Dabei ist die Jungfräulichkeit selbst ein paradoxer Zustand, sowohl perfekt als auch monströs, präsent und abwesend, oft nur insofern sichtbar, als sie bedroht ist. Medieval Virginities zeichnet einige der spezifischen Erscheinungsformen der Jungfräulichkeit in der spätmittelalterlichen Kultur nach.

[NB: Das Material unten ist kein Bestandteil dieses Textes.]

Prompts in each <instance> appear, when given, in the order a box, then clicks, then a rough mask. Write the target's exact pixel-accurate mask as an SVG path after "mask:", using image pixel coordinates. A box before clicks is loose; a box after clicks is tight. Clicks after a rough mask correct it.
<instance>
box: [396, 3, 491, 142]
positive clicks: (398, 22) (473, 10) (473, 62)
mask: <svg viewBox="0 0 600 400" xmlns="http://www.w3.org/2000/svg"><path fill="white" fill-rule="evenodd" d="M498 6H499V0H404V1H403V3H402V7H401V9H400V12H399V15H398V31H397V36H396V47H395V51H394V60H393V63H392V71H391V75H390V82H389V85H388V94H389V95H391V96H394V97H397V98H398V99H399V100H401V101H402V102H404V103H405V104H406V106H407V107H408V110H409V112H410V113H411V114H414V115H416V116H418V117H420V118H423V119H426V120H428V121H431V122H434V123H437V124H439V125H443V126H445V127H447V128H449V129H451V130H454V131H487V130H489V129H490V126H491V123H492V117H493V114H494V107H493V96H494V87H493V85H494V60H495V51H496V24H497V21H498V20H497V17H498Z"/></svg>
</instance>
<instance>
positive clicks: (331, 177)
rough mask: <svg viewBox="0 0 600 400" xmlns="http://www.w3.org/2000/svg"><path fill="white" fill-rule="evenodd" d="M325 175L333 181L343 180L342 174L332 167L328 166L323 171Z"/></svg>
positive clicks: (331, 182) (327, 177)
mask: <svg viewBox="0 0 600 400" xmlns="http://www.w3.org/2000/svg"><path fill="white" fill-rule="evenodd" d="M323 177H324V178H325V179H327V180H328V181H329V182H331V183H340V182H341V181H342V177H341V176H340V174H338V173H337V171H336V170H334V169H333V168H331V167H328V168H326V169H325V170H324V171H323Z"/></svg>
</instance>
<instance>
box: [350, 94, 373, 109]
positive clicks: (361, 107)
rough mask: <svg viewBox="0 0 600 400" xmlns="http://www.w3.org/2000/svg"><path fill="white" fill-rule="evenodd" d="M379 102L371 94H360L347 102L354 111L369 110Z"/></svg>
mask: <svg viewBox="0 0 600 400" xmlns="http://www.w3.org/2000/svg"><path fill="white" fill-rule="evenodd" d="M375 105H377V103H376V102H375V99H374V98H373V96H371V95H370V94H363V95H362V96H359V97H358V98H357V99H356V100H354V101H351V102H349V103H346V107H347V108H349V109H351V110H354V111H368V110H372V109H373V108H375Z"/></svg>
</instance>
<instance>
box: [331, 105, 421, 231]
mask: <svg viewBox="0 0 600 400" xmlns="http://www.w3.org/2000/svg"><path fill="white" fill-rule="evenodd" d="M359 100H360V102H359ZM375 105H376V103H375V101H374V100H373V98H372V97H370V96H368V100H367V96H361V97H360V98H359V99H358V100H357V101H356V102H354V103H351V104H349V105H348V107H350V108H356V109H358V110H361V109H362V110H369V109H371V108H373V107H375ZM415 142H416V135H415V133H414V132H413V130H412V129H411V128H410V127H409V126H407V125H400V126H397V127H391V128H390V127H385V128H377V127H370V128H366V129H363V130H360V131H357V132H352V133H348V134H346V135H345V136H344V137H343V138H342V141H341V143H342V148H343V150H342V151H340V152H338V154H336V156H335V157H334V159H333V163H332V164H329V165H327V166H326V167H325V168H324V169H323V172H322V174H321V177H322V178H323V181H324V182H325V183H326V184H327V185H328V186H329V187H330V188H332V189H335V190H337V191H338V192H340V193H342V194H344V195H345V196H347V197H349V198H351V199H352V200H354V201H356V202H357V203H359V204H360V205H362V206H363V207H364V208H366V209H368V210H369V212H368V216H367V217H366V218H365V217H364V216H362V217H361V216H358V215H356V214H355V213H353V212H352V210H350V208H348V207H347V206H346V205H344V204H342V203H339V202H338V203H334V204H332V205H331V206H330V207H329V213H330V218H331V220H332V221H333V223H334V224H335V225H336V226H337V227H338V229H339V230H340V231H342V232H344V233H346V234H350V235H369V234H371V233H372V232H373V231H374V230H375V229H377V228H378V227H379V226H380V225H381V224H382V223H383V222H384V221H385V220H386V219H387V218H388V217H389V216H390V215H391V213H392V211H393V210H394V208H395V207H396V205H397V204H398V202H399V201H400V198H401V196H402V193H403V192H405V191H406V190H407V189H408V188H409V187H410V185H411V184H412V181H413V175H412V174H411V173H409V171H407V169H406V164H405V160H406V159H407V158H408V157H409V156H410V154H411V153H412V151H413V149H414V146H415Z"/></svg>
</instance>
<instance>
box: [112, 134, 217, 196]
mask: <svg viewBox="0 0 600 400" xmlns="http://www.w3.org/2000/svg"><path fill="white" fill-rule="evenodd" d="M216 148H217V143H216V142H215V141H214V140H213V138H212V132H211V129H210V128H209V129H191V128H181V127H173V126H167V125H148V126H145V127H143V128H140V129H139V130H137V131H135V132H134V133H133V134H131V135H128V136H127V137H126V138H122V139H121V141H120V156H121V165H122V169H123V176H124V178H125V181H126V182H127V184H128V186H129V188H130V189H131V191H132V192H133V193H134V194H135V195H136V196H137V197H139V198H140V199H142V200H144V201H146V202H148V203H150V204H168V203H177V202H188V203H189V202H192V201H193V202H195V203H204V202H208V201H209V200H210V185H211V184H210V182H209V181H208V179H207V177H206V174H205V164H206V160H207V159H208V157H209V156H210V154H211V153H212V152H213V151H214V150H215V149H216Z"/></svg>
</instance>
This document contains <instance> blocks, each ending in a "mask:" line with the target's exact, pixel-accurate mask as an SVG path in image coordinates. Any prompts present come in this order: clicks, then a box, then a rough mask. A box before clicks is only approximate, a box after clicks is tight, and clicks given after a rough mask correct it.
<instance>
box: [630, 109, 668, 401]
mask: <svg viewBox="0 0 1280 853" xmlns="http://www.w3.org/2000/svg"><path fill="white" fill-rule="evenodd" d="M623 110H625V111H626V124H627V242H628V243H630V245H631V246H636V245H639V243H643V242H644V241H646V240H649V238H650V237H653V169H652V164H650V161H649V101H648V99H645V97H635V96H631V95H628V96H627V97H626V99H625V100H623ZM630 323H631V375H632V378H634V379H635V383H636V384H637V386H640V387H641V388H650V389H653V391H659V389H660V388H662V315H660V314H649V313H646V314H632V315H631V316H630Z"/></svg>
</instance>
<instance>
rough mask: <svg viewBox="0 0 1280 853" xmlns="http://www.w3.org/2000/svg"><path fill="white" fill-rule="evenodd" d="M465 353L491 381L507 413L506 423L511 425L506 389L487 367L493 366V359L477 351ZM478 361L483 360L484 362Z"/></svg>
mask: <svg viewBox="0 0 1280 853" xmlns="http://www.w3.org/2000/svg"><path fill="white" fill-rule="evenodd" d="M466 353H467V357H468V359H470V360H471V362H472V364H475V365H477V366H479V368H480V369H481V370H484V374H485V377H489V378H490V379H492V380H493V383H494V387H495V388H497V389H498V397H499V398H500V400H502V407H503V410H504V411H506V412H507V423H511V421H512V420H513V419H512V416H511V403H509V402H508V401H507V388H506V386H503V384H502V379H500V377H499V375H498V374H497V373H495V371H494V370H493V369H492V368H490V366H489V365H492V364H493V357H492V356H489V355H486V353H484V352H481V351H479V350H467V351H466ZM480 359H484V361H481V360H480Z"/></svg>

Es wird gezeigt, wie die Jungfräulichkeit in medizinischen, juristischen, hagiographischen und historischen Texten dargestellt wird und wie die verführerische, aber gefährliche Figur der Jungfrau die Ziele und Zwecke dieser Texte beeinflusst. Da Jungfräulichkeit so oft als selbstidentisch und ahistorisch angesehen wird, zielt Medieval Virginities darauf ab, ihre verschiedenen Erscheinungsformen zu theoretisieren und zu historisieren und zu zeigen, wie sich Darstellungen und Diskussionen über Jungfräulichkeit kontinuierlich verschieben und verändern. Die Vielfalt der hier vertretenen Themen und Disziplinen zeugt sowohl von der Flüchtigkeit der Jungfräulichkeit als auch von ihrer anhaltenden Attraktivität und Bedeutung.
Medieval Virginities zeigt, wie die der Jungfräulichkeit innewohnende Zweideutigkeit die Probleme, Widersprüche und Diskontinuitäten aufzeigt, die in den mittelalterlichen Ideologien lauern. Das Buch ist eine unverzichtbare Lektüre für alle, die sich für Fragen der Geschlechtsidentität, der Vorstellung vom Körper, der Subjektivität, der Wahrheit und der Darstellung in der mittelalterlichen Kultur interessieren.